¡GLUP!
El tipo, “alguna
vez empleado bancario y dirigente sindical”, “ha
convertido su curul en trinchera vociferante para la caída del que él
llama ‘Traidor’…”. Esto escribió el FelinoEscribidor
hace siete días, en esta misma columna.
Pero además, reprodujo una frase del tipo: “...¿Golpistas
nosotros?, ¡por favor!, aquí el único golpista es el
Gran Traidor de la esquina del frente...”.
Y dijo el GatoMalandrín algo más: “¿Quién
es el tipo?, ¿quién puede ser? Adivine, adivinador”.
Y el tipo respondió, vía e-mail:
"
Te devuelvo gentilezas, GatoRufián, GatodeMontesPardos, ¿Crees
que me asustas?: ¡nunca minino de bigote caído! Sí, fui
bancario, dirigente sindical y ahora tengo un curul, GatoCimarrón. ¡Y
qué! No te me asustes tú, GatoPeludo, tú que andas
por los tejados y que por eso miras desde tus alturas las cosas distintas,
es
decir, distorsionadas, GatoMojigato.
“
Y me ratifico: no se trata sólo de una traición del TRAIDOR,
sino de oportunismo, GatoDesinformado. Porque ese señor —ya
es hora de que te enteres GatoPillastre— tuvo mucho tiempo para evitar
la matanza de Warisata y de Senkata. ¿Y me puedes decir que hizo para
evitarla GatoRufián? ¡Nada, absolutamente nada!, igual que tú —que
esperas asechando en tu columna— el TRAIDOR estuvo asechando el momento
para saltar al poder. Hizo cálculos, hizo números, contó los
días junto a los muertos. Y ellos —sólo ellos GatitoBueno— eran
el pasaje que necesitaba para la sucesión.
“
Pero además, GatoPardo, este señor, sabía que el Zorro
era una porquería, que prefería la bala antes que el análisis.

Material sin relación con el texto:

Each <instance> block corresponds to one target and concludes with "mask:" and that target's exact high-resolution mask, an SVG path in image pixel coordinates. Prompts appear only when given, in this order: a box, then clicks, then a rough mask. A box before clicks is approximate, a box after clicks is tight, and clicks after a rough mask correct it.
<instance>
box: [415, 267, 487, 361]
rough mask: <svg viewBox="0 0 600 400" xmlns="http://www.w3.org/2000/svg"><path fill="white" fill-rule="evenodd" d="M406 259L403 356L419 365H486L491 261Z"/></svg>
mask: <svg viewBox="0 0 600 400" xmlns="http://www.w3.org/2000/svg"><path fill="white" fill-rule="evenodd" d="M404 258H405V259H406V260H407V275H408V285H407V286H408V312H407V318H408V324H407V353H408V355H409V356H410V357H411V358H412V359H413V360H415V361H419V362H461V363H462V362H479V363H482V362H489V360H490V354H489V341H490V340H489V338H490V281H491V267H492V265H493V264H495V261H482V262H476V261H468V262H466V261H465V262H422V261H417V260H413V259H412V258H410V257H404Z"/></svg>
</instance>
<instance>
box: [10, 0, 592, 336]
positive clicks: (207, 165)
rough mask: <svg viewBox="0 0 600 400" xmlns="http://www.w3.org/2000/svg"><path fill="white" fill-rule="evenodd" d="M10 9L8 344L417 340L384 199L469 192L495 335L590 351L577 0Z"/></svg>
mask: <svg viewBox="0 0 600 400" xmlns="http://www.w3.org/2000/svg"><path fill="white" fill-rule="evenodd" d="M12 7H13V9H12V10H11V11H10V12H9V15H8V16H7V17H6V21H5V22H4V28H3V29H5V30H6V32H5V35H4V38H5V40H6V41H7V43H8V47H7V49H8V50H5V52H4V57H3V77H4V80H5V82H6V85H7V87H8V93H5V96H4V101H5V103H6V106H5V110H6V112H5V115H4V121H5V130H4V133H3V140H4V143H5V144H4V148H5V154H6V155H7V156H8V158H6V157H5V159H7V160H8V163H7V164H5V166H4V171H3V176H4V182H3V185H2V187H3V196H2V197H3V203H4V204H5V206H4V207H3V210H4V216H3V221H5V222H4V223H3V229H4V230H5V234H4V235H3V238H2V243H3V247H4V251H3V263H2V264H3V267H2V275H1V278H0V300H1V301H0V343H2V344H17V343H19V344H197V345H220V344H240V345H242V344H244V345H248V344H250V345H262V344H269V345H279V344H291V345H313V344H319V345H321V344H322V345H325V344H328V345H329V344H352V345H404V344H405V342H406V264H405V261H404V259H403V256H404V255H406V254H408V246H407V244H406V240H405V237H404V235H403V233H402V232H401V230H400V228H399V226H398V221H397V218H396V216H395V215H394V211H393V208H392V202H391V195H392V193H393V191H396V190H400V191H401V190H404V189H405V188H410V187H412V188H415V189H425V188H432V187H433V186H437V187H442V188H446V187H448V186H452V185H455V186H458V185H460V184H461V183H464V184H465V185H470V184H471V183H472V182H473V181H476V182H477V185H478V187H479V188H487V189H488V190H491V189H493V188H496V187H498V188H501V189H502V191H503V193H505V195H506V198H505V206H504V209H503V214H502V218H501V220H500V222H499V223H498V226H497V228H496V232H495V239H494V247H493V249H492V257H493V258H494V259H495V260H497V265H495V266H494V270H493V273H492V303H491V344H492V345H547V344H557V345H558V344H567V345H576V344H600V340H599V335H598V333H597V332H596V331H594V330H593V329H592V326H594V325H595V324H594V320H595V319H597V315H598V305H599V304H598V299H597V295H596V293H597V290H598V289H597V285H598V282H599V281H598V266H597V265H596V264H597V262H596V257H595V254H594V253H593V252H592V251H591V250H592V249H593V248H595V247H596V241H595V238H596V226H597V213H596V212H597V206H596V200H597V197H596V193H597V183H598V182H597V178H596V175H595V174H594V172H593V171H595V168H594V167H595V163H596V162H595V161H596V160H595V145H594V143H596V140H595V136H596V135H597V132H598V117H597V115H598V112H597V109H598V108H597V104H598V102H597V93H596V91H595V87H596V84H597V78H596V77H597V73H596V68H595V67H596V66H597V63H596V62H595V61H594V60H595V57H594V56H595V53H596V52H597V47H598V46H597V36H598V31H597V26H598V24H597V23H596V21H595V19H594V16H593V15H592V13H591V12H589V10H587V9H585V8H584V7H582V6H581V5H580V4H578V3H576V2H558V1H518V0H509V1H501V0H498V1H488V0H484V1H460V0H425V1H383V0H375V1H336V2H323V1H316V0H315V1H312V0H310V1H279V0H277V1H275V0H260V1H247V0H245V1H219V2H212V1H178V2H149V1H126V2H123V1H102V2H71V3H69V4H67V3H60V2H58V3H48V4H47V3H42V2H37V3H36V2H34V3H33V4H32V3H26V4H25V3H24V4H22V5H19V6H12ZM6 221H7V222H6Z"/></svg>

No sabes pensar, sólo maullar, GatoMalaLeche, y lo peor es que te
prestas a defender lo que no conoces. ¡Pobre GatoEscaldado! Finalmente,
adivina qué puede pasar si se conoce que este señor —el
TRAIDOR— también recibió, de ciertos dineros oscuros,
un porcentaje para pagar sus deudas mediáticas.
“ Saludos:
El Adivinador”.
[Leída
que fue la carta de respuesta, tan generosa en adjetivos, tan vaporosa
en sus disquisiciones y tan venenosa en sus apreciaciones, al GatoWeb
no le quedó más que tragar saliva, emitir un ¡GLUP!